De la perte du fil rouge...

Malgré le « Plan pour l’Allemagne » de Frank-Walter Steinmeier, il semble que les électeurs allemands n’aient pas vu en septembre 2009 d’alternative crédible dans les programmes du SPD. Ce sont en particulier des anciens électeurs sociaux-démocrates qui se sont abstenus et qui ont infligé à « leur » parti une défaite historique. Il est incontestable que la politique menée au gouvernement ces dernières années joue un rôle à cela. De la politique de l’offre de Gerhard Schröder au style bonapartiste en passant par l’Agenda 2010, les traditions social-démocrates ont été délaissées, ce qui a conduit à des dissensions internes (démission d’Oskar Lafontaine, scission de la WASG) et à la montée du Parti de Gauche, puis aux évènements de 2009. Le fil rouge semble à première vue avoir été perdu.

Plus grave, il règne -conséquence de cette décennie- au sein de la SPD une pauvreté intellectuelle assez pitoyable pour ce qui est du développement de concepts sociaux-démocrates contemporains. Mis à part l’adaptation malheureuse de concepts néo-libéraux, également caducs depuis la crise financière, le parti donne l’impression d’être resté dans la société industrielle du vingtième siècle, alors que le monde a changé. De là vient l’invitation de son nouveau président Sigmar Gabriel, à revenir là où se joue la vraie vie, là « où ça pue ». Sinon le parti risque de perdre définitivement tout rapport avec le présent et de sombrer à moyen terme dans l’insignifiance. De là également l’invitation de M. Gabriel à écouter, inciter les gens à discuter ensemble : le parti a besoin de nouvelles idées, et vite. D’idées, qui correspondent au présent, sans perdre son propre fil rouge historique.

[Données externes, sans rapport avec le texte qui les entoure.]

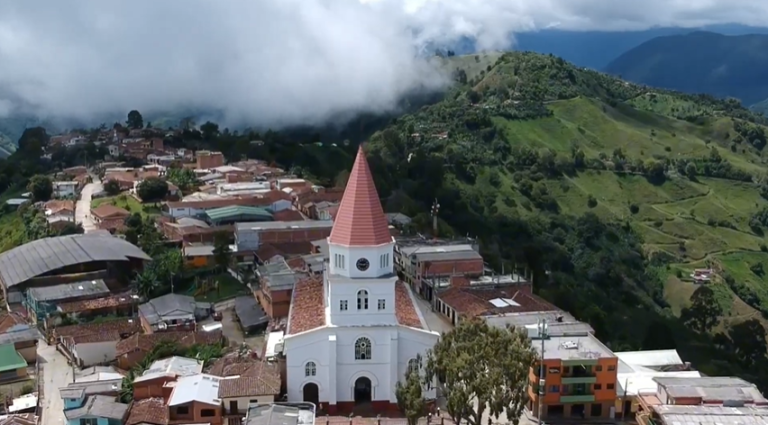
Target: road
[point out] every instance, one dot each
(56, 374)
(83, 207)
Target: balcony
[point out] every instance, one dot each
(569, 380)
(577, 398)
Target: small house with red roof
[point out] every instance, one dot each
(353, 332)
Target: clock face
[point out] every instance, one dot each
(362, 264)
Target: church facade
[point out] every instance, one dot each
(353, 334)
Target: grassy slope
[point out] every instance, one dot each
(673, 217)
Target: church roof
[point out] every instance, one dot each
(360, 220)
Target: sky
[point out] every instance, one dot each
(277, 62)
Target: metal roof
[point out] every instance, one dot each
(201, 388)
(45, 255)
(99, 406)
(69, 290)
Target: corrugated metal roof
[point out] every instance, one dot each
(44, 255)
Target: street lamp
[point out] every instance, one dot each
(542, 333)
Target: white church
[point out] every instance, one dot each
(352, 334)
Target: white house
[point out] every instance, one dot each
(353, 333)
(65, 189)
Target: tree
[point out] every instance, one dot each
(210, 130)
(135, 120)
(704, 312)
(221, 252)
(41, 187)
(410, 398)
(152, 189)
(112, 187)
(749, 341)
(476, 361)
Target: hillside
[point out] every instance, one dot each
(617, 190)
(700, 62)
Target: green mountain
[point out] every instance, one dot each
(611, 192)
(700, 62)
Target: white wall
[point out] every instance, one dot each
(332, 350)
(94, 353)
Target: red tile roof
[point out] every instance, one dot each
(473, 302)
(150, 410)
(404, 308)
(360, 220)
(287, 215)
(307, 310)
(122, 326)
(95, 304)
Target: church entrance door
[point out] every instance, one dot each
(363, 390)
(311, 393)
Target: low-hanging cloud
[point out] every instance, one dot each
(277, 62)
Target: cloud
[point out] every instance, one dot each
(276, 61)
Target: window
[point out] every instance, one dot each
(310, 369)
(363, 349)
(362, 299)
(414, 365)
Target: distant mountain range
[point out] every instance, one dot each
(700, 62)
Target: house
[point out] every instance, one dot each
(580, 373)
(135, 348)
(207, 159)
(250, 236)
(172, 312)
(152, 383)
(250, 315)
(66, 189)
(108, 212)
(13, 367)
(276, 283)
(92, 349)
(97, 410)
(195, 400)
(40, 302)
(262, 386)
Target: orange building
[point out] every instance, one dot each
(579, 377)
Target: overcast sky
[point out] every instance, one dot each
(277, 61)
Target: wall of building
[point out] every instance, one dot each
(95, 353)
(391, 350)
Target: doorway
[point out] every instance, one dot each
(311, 393)
(362, 390)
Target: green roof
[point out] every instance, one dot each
(235, 211)
(10, 359)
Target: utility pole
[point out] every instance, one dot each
(542, 331)
(435, 210)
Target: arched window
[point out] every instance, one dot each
(310, 369)
(414, 365)
(363, 349)
(362, 299)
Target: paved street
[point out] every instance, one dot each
(56, 373)
(83, 207)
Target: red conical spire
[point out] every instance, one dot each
(360, 220)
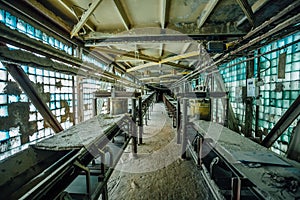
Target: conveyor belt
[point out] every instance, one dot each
(268, 175)
(82, 134)
(44, 170)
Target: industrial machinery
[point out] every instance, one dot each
(233, 166)
(75, 163)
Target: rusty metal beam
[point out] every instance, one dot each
(85, 17)
(140, 57)
(164, 17)
(73, 13)
(167, 61)
(123, 15)
(284, 122)
(256, 6)
(206, 13)
(24, 82)
(247, 10)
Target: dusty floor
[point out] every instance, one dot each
(158, 172)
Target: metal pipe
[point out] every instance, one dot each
(134, 135)
(140, 121)
(236, 188)
(178, 118)
(184, 128)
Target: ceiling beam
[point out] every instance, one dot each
(85, 17)
(207, 11)
(164, 17)
(48, 13)
(97, 38)
(247, 10)
(73, 13)
(256, 6)
(123, 15)
(166, 61)
(127, 54)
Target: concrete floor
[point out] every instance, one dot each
(158, 172)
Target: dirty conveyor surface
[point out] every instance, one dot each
(158, 172)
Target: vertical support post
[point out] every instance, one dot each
(249, 107)
(236, 188)
(73, 97)
(199, 148)
(178, 120)
(105, 193)
(134, 135)
(217, 108)
(257, 106)
(79, 87)
(140, 121)
(184, 128)
(94, 104)
(226, 112)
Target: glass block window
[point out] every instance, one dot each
(91, 60)
(87, 89)
(20, 122)
(234, 76)
(23, 27)
(278, 91)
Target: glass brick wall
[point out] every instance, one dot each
(277, 94)
(20, 122)
(23, 27)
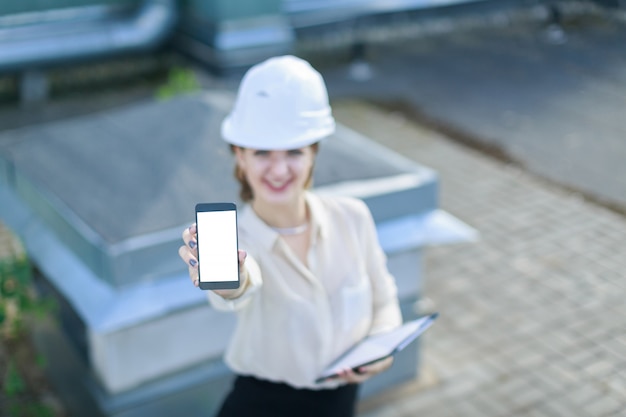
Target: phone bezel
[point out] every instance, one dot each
(217, 285)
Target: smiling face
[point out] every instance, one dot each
(276, 177)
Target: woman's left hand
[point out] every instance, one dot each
(363, 373)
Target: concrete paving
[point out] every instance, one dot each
(551, 98)
(532, 318)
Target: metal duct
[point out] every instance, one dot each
(33, 45)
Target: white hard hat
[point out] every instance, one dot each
(282, 103)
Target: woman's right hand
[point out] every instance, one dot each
(189, 254)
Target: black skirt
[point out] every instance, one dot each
(259, 398)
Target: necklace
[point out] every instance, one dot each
(288, 231)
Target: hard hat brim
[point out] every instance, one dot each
(280, 141)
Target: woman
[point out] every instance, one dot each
(314, 279)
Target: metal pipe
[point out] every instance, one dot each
(35, 45)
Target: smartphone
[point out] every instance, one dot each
(218, 261)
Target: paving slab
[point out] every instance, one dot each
(530, 319)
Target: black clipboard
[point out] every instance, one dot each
(379, 346)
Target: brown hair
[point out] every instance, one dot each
(245, 191)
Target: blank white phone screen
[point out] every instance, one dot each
(217, 246)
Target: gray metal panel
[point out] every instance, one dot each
(117, 187)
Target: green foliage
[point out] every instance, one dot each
(17, 298)
(17, 302)
(179, 81)
(13, 382)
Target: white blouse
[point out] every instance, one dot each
(293, 320)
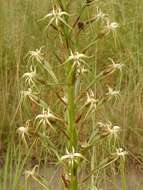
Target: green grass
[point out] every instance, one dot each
(20, 31)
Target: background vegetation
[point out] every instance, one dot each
(20, 32)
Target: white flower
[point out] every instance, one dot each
(23, 131)
(91, 100)
(72, 157)
(112, 93)
(30, 76)
(111, 27)
(115, 66)
(109, 129)
(77, 59)
(56, 16)
(28, 93)
(81, 70)
(45, 118)
(36, 55)
(30, 173)
(100, 15)
(120, 153)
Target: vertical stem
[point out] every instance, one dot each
(122, 171)
(71, 124)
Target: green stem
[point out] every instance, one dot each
(123, 176)
(72, 131)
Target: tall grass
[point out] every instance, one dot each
(21, 32)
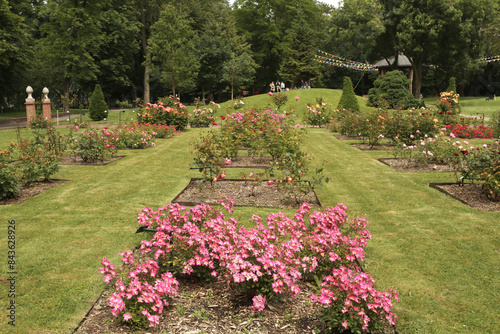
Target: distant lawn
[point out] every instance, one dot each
(440, 254)
(473, 106)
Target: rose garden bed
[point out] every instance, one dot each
(244, 193)
(67, 160)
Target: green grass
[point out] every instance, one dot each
(440, 254)
(473, 106)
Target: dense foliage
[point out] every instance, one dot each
(97, 108)
(391, 90)
(348, 99)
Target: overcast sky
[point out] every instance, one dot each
(335, 3)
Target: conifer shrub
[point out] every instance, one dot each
(98, 106)
(391, 90)
(452, 85)
(348, 99)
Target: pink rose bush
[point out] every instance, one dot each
(266, 260)
(167, 111)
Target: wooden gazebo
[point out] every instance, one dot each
(403, 62)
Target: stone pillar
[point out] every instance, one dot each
(411, 81)
(46, 104)
(30, 106)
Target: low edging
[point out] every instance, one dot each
(264, 195)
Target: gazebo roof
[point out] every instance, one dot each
(403, 61)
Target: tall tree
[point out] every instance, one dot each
(115, 60)
(172, 48)
(147, 13)
(71, 38)
(297, 61)
(13, 51)
(264, 24)
(239, 71)
(443, 33)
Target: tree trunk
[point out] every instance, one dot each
(67, 84)
(147, 56)
(417, 79)
(147, 93)
(232, 90)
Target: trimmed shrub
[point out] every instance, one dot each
(392, 90)
(98, 106)
(9, 178)
(39, 158)
(452, 86)
(348, 99)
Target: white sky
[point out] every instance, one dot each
(335, 3)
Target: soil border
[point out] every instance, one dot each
(34, 189)
(378, 147)
(195, 179)
(82, 163)
(437, 186)
(440, 187)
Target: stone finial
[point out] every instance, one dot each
(30, 98)
(45, 92)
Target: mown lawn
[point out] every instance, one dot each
(441, 255)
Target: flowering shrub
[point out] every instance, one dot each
(374, 129)
(9, 178)
(474, 131)
(238, 104)
(495, 124)
(131, 136)
(352, 302)
(481, 164)
(411, 126)
(157, 131)
(92, 145)
(319, 114)
(167, 111)
(438, 150)
(38, 158)
(279, 99)
(201, 118)
(350, 123)
(273, 256)
(40, 123)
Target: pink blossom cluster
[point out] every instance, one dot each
(474, 131)
(142, 286)
(278, 247)
(360, 301)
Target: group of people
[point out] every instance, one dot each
(280, 86)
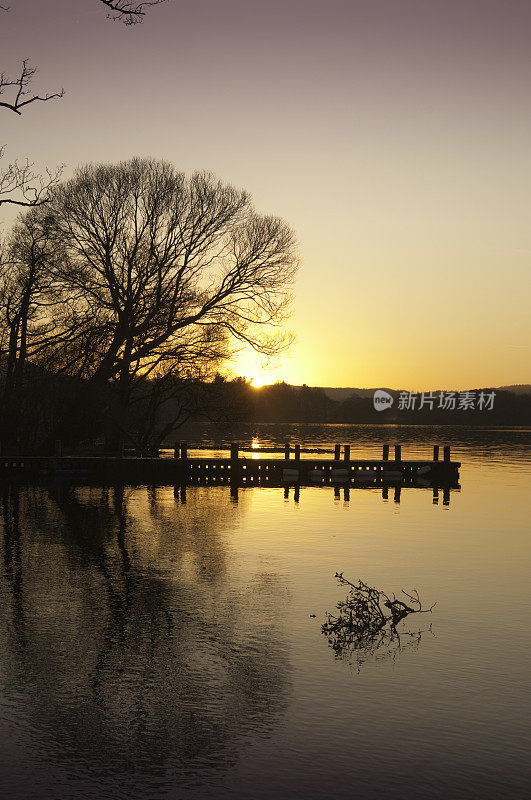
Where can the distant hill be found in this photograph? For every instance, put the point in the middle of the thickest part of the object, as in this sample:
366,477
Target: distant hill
339,393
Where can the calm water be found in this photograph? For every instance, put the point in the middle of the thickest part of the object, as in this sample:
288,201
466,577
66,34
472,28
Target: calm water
151,648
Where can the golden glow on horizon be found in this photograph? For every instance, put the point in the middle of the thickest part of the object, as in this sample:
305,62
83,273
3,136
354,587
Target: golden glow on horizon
249,365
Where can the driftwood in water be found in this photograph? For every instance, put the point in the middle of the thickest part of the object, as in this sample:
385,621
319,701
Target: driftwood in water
367,620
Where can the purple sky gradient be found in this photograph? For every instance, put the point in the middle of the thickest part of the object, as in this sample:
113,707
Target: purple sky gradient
393,135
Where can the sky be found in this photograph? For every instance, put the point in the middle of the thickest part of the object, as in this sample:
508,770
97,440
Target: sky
392,135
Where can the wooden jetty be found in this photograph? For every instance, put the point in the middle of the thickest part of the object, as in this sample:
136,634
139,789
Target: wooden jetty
315,468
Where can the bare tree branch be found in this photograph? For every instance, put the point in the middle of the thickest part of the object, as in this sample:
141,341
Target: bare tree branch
129,12
22,96
21,186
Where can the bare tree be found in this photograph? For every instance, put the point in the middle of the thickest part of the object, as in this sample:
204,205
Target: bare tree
161,277
19,87
19,184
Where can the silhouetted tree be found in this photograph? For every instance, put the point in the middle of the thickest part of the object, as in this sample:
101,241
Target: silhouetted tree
160,278
19,184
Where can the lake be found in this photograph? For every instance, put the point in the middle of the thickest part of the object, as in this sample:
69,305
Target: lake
155,648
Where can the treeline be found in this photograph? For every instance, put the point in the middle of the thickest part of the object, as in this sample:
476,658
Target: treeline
285,403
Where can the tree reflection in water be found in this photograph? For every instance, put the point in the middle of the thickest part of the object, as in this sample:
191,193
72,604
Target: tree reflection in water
129,646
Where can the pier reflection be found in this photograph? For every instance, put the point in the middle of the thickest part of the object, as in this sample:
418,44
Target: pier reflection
128,642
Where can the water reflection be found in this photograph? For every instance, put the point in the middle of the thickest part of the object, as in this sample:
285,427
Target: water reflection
127,645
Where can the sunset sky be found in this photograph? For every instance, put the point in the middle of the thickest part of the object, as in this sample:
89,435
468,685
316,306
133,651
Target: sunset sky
393,136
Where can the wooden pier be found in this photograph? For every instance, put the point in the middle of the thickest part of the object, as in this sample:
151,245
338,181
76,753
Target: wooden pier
295,466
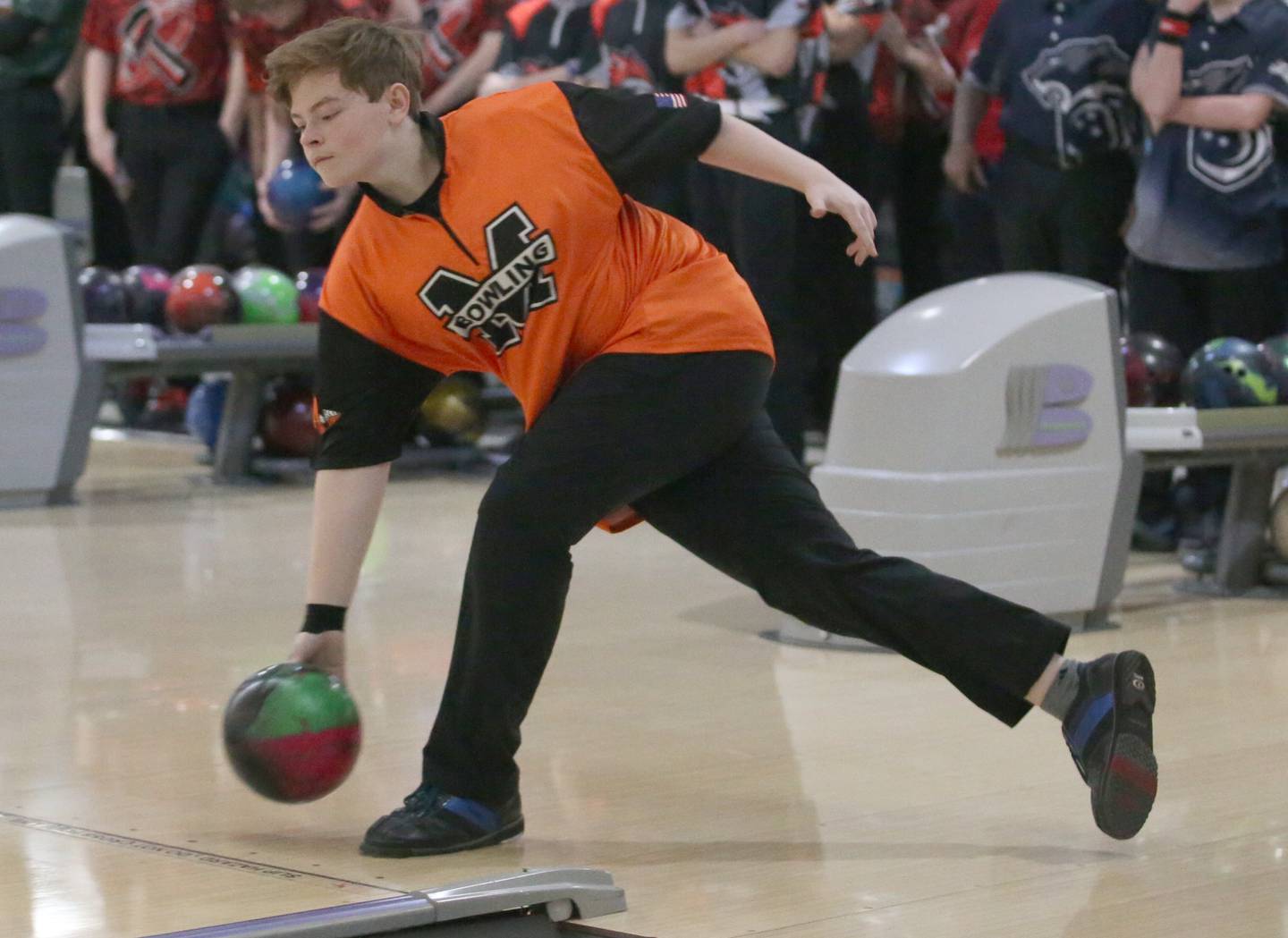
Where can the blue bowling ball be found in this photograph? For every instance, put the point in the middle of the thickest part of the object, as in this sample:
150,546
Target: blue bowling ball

A la réanimation intellectuelle ?

Que signifient les mots de justice, de solidarité, d’humanité à l’heure de la mondialisation et de l’Europe unie ? Dans le monde germanophone, Ulrich Beck, Otfried Höffe ou Jürgen Habermas, pour n’en citer que quelques uns, ont produit sur ces grandes thématiques un nombre important de réflexions philosophiques, sociologiques ou dans le domaine des sciences politiques. Ces réflexions semblent cependant ne pas être parvenues jusqu’à la social-démocratie allemande, au delà de quelques résolutions insignifiantes. L’appel de Gabriel à construire une majorité dans la société sur la base d’un programme social-démocrate et non l’inverse, est un début, mais à quoi doit ressembler ce programme ? D’où doivent venir les nouvelles idées, les nouvelles impulsions, les nouvelles analyses ? Les idéaux sociaux-démocrates doivent être traduits dans le présent, et le présent doit être relu avec des lunettes social-démocrates : voici les défis centraux, devant lesquels se trouvent non seulement la SPD mais tous ses partenaires européens.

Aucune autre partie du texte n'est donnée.